No way can you miss John Chamberlain’s recently installed large abstract sculpture “Mermaid’s Mischief” (2009) sitting on the front lawn of Guild Hall, its sea tendrils looping around in Mobius-like swirls of luminescent aluminum-foil lime green. And no way could you imagine what it would have it common with Thomas Moran’s small, elegant, tonal landscape oil on canvas “Glimpse of the Sea, Near Amagansett,” painted exactly 100 years earlier, which had its formal introduction at Guild Hall on June 22. But there they are at East Hampton’s premier center for the visual and performing arts. Chamberlain, who died in December of 2011, lived and worked on Shelter Island, and Moran (1837–1926), Turneresque exemplar of the Hudson River School, whose iconic 1870s paintings of the Rocky Mountains for Scribner’s Monthly brought him fame and fortune, lived and worked just down the street from Guild Hall. Guild Hall Executive Director Ruth Appelhof noted that the Moran, titled “A Late Afternoon in Summer,” owes its new home to Guild Hall’s Collectors Circle and an anonymous donor.
Both artists exemplify Guild Hall’s commitment to celebrate East End artists and the area’s rich cultural history. Chamberlain and Moran also have art critic Phyllis Braff in common. The art historian, writer and Springs resident, who was the invited speaker at the unveiling of the painting, wrote a feature for The New York Times on Chamberlain some years ago. She’s now at work on a Catalogue Raisonné of Moran, “a huge undertaking.”

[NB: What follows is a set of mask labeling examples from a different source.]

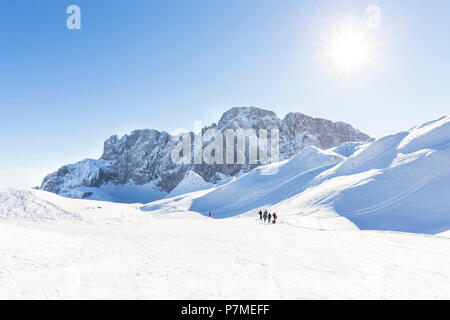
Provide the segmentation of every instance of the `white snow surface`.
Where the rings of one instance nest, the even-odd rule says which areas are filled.
[[[206,182],[200,175],[189,170],[185,173],[183,180],[168,194],[168,197],[204,190],[212,186],[213,184]]]
[[[450,117],[340,151],[146,205],[0,191],[0,298],[450,299]]]
[[[7,217],[0,220],[0,298],[450,298],[450,239],[189,212],[192,199],[208,192],[160,200],[178,209],[148,212],[7,191],[0,211]],[[39,209],[30,208],[28,221],[26,213],[14,219],[5,213],[20,208],[17,202]],[[53,220],[37,219],[47,211]]]

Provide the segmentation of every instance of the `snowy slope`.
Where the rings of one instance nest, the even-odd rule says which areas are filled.
[[[379,139],[274,210],[336,214],[360,229],[436,234],[450,229],[450,117]]]
[[[450,298],[444,235],[323,231],[188,211],[212,192],[142,210],[2,192],[0,299]]]
[[[450,117],[444,117],[370,144],[310,147],[191,195],[181,202],[189,207],[176,200],[147,209],[226,218],[267,208],[284,223],[314,229],[437,234],[450,230],[449,181]]]
[[[174,197],[181,194],[204,190],[211,188],[212,186],[212,183],[206,182],[194,171],[189,170],[185,173],[183,180],[181,180],[181,182],[175,187],[175,189],[173,189],[168,194],[168,197]]]
[[[225,218],[279,203],[306,189],[319,173],[344,157],[308,147],[290,160],[260,167],[195,199],[190,210]]]
[[[0,191],[0,221],[107,223],[147,221],[139,205],[68,199],[40,190]]]

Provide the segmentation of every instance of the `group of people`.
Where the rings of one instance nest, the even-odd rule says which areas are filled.
[[[271,213],[267,212],[267,210],[264,210],[264,213],[261,210],[259,210],[258,213],[259,213],[259,220],[260,221],[264,220],[264,223],[266,223],[266,221],[267,221],[267,222],[269,222],[269,224],[270,223],[272,223],[272,224],[276,224],[277,223],[278,216],[277,216],[277,214],[275,212],[271,214]]]

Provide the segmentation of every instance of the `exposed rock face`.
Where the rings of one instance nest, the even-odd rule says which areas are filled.
[[[259,108],[233,108],[218,122],[203,131],[227,129],[278,129],[281,159],[290,158],[308,146],[328,149],[349,141],[371,138],[342,122],[315,119],[301,113],[289,113],[279,119],[272,111]],[[177,139],[166,132],[136,130],[122,138],[112,136],[104,144],[100,160],[84,160],[67,165],[48,175],[41,189],[69,197],[80,197],[78,188],[112,185],[155,184],[165,192],[173,190],[189,170],[205,181],[216,183],[226,176],[248,172],[257,165],[246,164],[174,164],[171,152]],[[81,193],[82,194],[82,193]]]

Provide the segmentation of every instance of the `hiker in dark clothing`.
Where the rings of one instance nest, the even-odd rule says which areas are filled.
[[[274,213],[273,213],[273,224],[276,224],[276,223],[277,223],[277,219],[278,219],[278,216],[277,216],[277,214],[274,212]]]

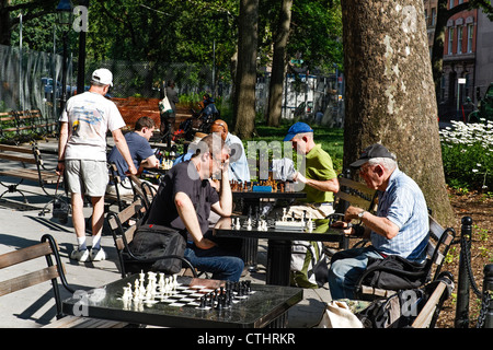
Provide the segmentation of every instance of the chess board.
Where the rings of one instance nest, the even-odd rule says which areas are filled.
[[[159,281],[157,276],[159,275]],[[229,282],[218,284],[202,280],[203,284],[184,284],[176,282],[176,276],[147,272],[139,273],[134,285],[124,287],[118,298],[124,308],[152,307],[154,304],[164,304],[172,307],[195,307],[204,311],[229,308],[233,304],[248,299],[255,293],[251,289],[251,281]]]

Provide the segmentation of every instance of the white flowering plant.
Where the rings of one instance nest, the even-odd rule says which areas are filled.
[[[440,130],[447,184],[454,188],[493,191],[493,121],[451,121]]]

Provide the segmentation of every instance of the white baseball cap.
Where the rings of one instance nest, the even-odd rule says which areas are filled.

The playful (and controversial) Chamberlain, which replaced a de Kooning, will be on view only through early fall. The Moran, now part of Guild Hall’s permanent collection, seems an especially fitting acquisition, considering local history. In 1931, five years after Moran died, Guild Hall’s north gallery was named after him.
Phase Two of work on Moran’s house opposite Town Pond is proceeding under the watchful eyes of East Hampton Historical Society Executive Director Richard Barons, in conjunction with The Thomas Moran Trust. The restoration of what’s been called Moran’s “quirky Queen Anne cottage” is part of a resurgence of interest in Moran and his incredibly talented family, including his wife, Mary Nimmo Moran, and Moran’s brothers, nephews and sons. The house, where the Morans lived, was the first artist’s studio in the area.
As Braff noted in her talk, by the time Moran painted “Glimpse of the Sea, Near Amagansett,” he was already famous, his work appearing prominently on calendars all over and his paintings highly influential in stimulating congressional protection of Yellowstone. The early 20th century was a golden time in America—for those who could afford it—attracting wealthy collectors and art patrons who loved classical, European romanticism and who were nostalgic for a pastoral American age they saw was passing, due, ironically, to the rapid industrialization of the country they themselves were fiercely advancing. Moran’s gorgeous oils and watercolor landscapes thus were at once expressive of the country’s thriving economy, manifest by an unspoiled countryside (a lone figure is almost lost in the lush trees, no worker, he) but also, in the idealization of romantic scenes—placid waters, reflecting twilights—hinting at what would be lost. Braff points out that the slightly changed title of Glimpse, which acquired the word “Near” in 1911, was Moran’s way of emphasizing that his intention was to represent the “spirit” of a place rather its specific details.
Although Braff says that a Moran painting reveals itself by signature touches—curved in composition, rich play of dark and light and a glow from built-up of layers of pigment and glaze, she adds that Moran was obviously concerned about forgeries of his work, a growing business, and “Glimpse of the Sea, Near Amagansett” is unusual in that it contains the word “copyright” on the canvas. She adds that the painting also reflects Moran’s later style, marked by a softer quality and more “feathery” brushwork.
The Moran, which will remain in the lobby of Guild Hall for a couple of weeks, is scheduled to reappear in the fall as part of a larger exhibit which will be curated by Braff.